Availability of Back-End Systems

Back-end systems can be made highly available by clustering them using Microsoft Cluster Services, a core technology that provides redundancy at the data layer and failover capability for services running on the cluster. Microsoft Cluster Services enables multiple SQL databases and file shares to share a RAID device, so if a primary file or database server fails, a backup comes online automatically to take its place. Like NLBS, no specific programming is required to take advantage of this system-level service.

The data for both the database and the Web content needs to be further protected by being stored on a RAID disk array. In the event that a hard disk fails, the data will continue to be available, and a functioning hard disk can be hot-swapped into the array with no interruption in service.

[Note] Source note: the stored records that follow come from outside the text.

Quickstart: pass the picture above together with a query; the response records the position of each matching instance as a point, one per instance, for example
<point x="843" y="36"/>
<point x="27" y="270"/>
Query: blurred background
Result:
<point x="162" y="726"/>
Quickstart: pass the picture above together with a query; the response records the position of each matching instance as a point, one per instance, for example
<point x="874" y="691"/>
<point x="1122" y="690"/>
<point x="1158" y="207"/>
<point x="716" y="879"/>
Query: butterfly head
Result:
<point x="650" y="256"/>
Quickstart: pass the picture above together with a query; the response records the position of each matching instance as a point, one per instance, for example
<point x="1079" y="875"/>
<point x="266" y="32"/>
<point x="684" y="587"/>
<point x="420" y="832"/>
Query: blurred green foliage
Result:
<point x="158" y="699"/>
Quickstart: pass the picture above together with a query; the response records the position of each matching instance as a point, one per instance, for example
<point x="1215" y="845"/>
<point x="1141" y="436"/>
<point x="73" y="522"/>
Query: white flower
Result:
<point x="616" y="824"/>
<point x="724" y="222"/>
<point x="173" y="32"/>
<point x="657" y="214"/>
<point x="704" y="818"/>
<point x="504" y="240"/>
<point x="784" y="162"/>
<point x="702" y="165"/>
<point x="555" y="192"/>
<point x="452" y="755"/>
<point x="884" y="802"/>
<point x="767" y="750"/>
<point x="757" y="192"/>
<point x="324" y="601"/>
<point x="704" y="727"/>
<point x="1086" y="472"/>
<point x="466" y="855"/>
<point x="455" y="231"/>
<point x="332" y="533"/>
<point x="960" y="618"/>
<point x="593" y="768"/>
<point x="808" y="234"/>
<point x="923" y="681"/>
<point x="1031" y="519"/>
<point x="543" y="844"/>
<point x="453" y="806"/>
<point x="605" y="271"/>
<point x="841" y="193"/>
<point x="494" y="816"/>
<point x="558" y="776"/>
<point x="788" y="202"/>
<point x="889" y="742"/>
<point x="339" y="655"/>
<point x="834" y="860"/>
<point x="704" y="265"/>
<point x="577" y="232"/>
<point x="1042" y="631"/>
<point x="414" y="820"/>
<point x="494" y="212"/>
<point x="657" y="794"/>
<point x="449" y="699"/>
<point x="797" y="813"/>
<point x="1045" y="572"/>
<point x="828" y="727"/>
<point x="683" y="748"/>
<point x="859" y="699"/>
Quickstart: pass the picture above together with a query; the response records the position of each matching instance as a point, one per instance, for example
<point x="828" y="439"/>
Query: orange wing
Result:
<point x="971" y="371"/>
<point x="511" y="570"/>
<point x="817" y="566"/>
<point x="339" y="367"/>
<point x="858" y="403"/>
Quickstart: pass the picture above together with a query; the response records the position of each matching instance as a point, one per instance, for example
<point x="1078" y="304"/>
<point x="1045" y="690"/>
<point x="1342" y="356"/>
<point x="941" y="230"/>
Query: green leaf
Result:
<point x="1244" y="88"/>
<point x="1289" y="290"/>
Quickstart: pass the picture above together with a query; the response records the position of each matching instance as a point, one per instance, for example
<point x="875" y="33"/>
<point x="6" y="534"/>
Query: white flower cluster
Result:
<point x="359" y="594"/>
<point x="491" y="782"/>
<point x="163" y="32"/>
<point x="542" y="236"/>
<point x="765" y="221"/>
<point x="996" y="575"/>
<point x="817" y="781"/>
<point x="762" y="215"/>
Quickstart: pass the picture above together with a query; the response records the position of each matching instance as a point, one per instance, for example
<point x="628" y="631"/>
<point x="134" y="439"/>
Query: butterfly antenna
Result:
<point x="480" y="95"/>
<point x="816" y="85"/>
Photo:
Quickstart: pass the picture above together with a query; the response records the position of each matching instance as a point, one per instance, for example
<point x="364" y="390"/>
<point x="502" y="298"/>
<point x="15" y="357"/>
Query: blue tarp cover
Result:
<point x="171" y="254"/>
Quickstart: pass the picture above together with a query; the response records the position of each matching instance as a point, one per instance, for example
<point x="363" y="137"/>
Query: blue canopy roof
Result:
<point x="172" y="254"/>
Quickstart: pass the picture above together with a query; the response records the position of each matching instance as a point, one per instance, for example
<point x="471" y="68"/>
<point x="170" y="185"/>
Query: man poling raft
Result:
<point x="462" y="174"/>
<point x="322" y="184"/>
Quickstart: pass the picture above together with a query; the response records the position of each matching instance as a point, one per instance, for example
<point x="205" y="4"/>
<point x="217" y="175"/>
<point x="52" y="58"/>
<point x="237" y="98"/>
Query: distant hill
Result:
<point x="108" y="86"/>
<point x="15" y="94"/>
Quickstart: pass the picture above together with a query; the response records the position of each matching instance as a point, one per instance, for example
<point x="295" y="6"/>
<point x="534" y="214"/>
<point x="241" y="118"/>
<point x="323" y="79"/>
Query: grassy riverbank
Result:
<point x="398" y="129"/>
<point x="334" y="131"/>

The back-end servers send periodic messages, called heartbeats, to each other to detect failed applications or servers. The heartbeats are sent on a dedicated network (shown as the cluster heartbeat network), using NICs dedicated to this purpose. In the event that one server detects a heartbeat network communication failure, it requests verification of the cluster state. If the other server does not respond, it automatically transfers ownership of resources (such as disk drives and IP addresses) from a failed server to a surviving server. It then restarts the failed server's workload on the surviving server. If an individual application fails (but the server does not), Microsoft Cluster Services will typically try to restart the application on the same server. If that fails, Microsoft Cluster Services moves the application's resources and restarts them on the other server.